Thanks for the question! So let’s take a look at what’s going on in this complicated argument. We’re told that anthropologists debate about whether the customs of a culture invariably function to preserve that culture. There’s this one definition that says that a culture is just a totality of customs, or all the customs of a group of people taken together. Then, the argument concludes, if this definition is correct, then its customs have to preserve it. Why? Because abandoning any custom would, by definition, constitute destruction of the culture.
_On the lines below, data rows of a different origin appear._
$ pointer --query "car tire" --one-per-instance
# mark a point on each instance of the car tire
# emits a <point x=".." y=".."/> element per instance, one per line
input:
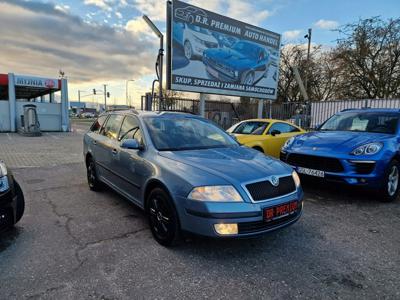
<point x="247" y="78"/>
<point x="163" y="218"/>
<point x="93" y="181"/>
<point x="187" y="48"/>
<point x="391" y="183"/>
<point x="20" y="209"/>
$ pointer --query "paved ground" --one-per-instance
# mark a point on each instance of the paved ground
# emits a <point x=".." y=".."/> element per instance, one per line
<point x="76" y="244"/>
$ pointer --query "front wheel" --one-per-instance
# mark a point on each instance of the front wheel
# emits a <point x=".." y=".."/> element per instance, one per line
<point x="163" y="218"/>
<point x="20" y="202"/>
<point x="93" y="181"/>
<point x="390" y="187"/>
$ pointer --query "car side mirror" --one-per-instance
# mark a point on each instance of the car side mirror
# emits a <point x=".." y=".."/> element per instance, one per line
<point x="132" y="144"/>
<point x="275" y="132"/>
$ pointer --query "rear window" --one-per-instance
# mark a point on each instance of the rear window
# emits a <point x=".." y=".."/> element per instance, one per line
<point x="253" y="127"/>
<point x="96" y="126"/>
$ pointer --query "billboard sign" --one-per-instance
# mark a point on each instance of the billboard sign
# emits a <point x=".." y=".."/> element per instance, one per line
<point x="213" y="54"/>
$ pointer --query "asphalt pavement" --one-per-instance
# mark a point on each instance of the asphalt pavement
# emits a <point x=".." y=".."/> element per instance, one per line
<point x="73" y="243"/>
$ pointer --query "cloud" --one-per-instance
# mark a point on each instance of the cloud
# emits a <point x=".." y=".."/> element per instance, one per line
<point x="291" y="34"/>
<point x="326" y="24"/>
<point x="40" y="39"/>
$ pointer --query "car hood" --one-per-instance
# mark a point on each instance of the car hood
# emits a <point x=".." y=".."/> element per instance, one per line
<point x="245" y="138"/>
<point x="229" y="57"/>
<point x="337" y="141"/>
<point x="236" y="165"/>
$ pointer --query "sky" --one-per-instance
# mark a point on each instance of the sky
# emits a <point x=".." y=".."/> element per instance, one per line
<point x="98" y="42"/>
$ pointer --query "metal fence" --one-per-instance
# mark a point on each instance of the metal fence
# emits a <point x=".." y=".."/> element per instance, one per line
<point x="305" y="114"/>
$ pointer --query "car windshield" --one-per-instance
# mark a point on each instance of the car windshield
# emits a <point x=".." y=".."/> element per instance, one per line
<point x="246" y="48"/>
<point x="378" y="122"/>
<point x="184" y="133"/>
<point x="198" y="29"/>
<point x="253" y="127"/>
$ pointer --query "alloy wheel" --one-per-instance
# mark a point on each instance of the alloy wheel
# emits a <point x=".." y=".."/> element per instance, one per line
<point x="393" y="180"/>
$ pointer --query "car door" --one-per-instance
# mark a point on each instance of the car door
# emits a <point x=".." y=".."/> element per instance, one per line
<point x="108" y="149"/>
<point x="93" y="135"/>
<point x="279" y="132"/>
<point x="131" y="164"/>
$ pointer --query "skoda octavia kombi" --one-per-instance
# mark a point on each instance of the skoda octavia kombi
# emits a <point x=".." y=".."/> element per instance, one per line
<point x="190" y="176"/>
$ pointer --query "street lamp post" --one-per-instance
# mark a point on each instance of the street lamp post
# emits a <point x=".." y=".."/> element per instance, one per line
<point x="308" y="36"/>
<point x="126" y="89"/>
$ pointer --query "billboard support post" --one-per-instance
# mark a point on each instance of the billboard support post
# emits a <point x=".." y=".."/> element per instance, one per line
<point x="202" y="108"/>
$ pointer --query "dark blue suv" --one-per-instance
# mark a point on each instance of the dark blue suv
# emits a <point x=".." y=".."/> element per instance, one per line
<point x="244" y="63"/>
<point x="360" y="147"/>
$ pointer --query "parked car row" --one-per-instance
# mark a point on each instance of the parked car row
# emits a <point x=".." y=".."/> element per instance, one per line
<point x="358" y="147"/>
<point x="12" y="202"/>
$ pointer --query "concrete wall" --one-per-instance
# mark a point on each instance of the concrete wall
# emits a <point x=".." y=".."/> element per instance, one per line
<point x="49" y="115"/>
<point x="4" y="116"/>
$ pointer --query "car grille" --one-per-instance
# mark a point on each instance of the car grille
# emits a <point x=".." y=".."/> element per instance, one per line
<point x="259" y="226"/>
<point x="363" y="168"/>
<point x="264" y="190"/>
<point x="211" y="45"/>
<point x="327" y="164"/>
<point x="6" y="219"/>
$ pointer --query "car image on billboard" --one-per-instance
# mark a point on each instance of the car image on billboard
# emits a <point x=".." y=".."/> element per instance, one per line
<point x="210" y="53"/>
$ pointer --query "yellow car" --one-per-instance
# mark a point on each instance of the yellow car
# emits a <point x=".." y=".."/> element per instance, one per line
<point x="265" y="135"/>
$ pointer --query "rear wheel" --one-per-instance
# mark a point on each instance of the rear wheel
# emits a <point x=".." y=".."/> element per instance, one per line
<point x="93" y="181"/>
<point x="391" y="184"/>
<point x="258" y="149"/>
<point x="20" y="202"/>
<point x="163" y="218"/>
<point x="188" y="50"/>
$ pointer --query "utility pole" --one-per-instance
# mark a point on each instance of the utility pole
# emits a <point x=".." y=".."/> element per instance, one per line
<point x="105" y="97"/>
<point x="308" y="36"/>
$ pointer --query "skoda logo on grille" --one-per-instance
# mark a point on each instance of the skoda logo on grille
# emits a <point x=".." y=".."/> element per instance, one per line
<point x="274" y="180"/>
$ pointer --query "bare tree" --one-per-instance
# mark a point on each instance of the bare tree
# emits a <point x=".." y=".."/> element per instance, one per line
<point x="368" y="59"/>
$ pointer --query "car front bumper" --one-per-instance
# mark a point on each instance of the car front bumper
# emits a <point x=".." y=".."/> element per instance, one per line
<point x="365" y="172"/>
<point x="200" y="217"/>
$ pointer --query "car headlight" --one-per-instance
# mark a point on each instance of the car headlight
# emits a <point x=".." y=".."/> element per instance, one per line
<point x="368" y="149"/>
<point x="4" y="186"/>
<point x="288" y="143"/>
<point x="218" y="193"/>
<point x="296" y="179"/>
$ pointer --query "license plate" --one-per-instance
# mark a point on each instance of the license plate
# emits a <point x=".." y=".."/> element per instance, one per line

This is pretty messy, but luckily, we’re just asked to find the role played by the phrase that talks about how abandoning a custom is destroying a culture. Notice how the word “because” precedes that, which means it’s offered as evidence for something. Evidence for what? Well, the conclusion in the end, “if this definition is correct, then the customs…” and notice how this conclusion is phrased in if-then language, which makes it a conditional conclusion (conditional just meaning that it has if-then language). So this is what (C) tells us, this sentence supports a conditional conclusion drawn in the argument.
(D), on the other hand, is incorrect because although the sentence is a claim, it’s not used to support the view that a culture “should” be understood as a totality of customs. It’s just saying that IF it is understood this way, then XYZ must follow. So (D) messes up the conclusion, and so isn’t right.
Hope this helps! Feel free to ask any other questions that you might have.